Alcohol is not your friend, it is just an analog to a chemical in your brain.
Created | Updated Aug 20, 2004
Alcohol is not your friend, it is just an analog to a chemical in your brain.
Like the old joke about who ate the first oyster,
the historical question of how alcohol became less instantly poisonous and more likely
to take decades to pickle you rings resonantly in the enquiring mind.
The human ability to ignore more pressing issues and
seeking to find in nature those chemicals that normally
occur in their own bodies, though apparently in not large
enough quantities to make them happy, has always
filled coffers of companies and tax collectors and
purveyors of such stuffs,
while leaving the moral and religious imperatives
of abstinence, a clear head and a sense of personal
responsibility in the dust.
Judges, unless they be of the religious sort, particularly
Muslim,
also tend to excuse behavior while inebriated or stoned
on legal medications that would get you a harsher
sentence if you had been sober.
There are a pile of people who would like to see a world of
utter (or at least profound) peace, with nobody killing nobody.

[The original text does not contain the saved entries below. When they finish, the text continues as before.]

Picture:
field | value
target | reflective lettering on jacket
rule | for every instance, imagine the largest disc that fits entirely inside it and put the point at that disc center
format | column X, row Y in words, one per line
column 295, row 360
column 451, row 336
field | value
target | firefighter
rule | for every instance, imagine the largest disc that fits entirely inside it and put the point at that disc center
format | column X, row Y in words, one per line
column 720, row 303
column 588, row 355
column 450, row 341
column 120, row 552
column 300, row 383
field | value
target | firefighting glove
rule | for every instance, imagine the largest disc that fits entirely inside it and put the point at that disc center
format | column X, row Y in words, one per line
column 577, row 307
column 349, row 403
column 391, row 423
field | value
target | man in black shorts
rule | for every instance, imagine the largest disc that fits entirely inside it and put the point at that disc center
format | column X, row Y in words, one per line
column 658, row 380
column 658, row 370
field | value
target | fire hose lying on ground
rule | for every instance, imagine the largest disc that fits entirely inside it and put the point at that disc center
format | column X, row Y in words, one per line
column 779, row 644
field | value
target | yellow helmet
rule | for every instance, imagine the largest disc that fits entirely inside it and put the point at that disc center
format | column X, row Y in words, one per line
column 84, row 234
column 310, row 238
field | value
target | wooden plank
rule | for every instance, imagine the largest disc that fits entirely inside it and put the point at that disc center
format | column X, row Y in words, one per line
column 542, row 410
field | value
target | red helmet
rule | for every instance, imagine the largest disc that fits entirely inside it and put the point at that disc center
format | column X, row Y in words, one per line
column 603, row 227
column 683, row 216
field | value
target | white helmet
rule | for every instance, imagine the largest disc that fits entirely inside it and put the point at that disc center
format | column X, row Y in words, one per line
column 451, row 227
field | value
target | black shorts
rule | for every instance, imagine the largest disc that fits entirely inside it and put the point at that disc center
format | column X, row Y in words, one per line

I'd like to see a world in which people are administered
their alcohol as if it were medicine, in controlled doses.
George Gobel is often quoted as having once said,
"I've never been drunk, but I've often been over-served."
I mean, too much of a good thing can kill you, can't it?
You might love your teddy bear, but if you were placed
in a large shipping container and the rest of the space
were filled with duplicates of your plush friend, you
might find the experience overwhelming within a few
minutes. Not only that, but the smell!
Don't you ever wash that thing?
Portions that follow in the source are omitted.